Could you describe your process for us?
I’m an abstract expressionist painter, and the essence of that for me is experimentation. If I spill paint on a piece, for example, I don’t think of it as ruined; it’s just gone in a different direction. It’s important that I have no preconceived notion of what the end result will be, but instead react to the process itself. It’s about following the unknown and accepting what comes out of that. You have to let something else, something unseen, take control.  

What inspires you to paint?
Color. I’m obsessed with it, and the brighter, the bolder, the better. Fashion spreads, ad campaigns, things in nature—if there’s color, I’m inspired by it.

Any hues of note? 
My latest obsession is this shade of fluorescent coral, so you’ll see that popping up in my pieces quite a bit. Turquoise blue too. I love to pair the two together and watch how they ignite each other.

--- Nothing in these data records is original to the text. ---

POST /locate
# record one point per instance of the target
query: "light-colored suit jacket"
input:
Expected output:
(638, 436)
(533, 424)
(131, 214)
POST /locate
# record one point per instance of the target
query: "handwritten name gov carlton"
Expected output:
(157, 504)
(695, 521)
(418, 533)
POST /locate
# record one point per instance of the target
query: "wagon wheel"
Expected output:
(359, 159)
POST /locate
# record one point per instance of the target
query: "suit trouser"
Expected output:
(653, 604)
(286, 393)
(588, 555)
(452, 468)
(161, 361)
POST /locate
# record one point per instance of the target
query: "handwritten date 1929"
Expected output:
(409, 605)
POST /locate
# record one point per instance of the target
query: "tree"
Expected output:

What do you need around you in your studio to do your best creative work?
I’m a neat freak, so cleanliness is a must. I’ll clean my studio before pretty much every painting session. I don’t know why, but all my paints have to be in order and all my brushes have to be clean, otherwise I just can’t think. The other things I need are good coffee and music.

What kind of music? 
I listen to a lot of alternative and WFUV, which is Fordham University’s radio station. They play a really nice eclectic mix of music. My guilty pleasure, though, is Katy Perry. I can’t stop listening to “Swish Swish.” I’m a little embarrassed to admit it, but every time it’s on I just start dancing.

Colletta at work in her Connecticut studio.

Colletta at work in her Connecticut studio.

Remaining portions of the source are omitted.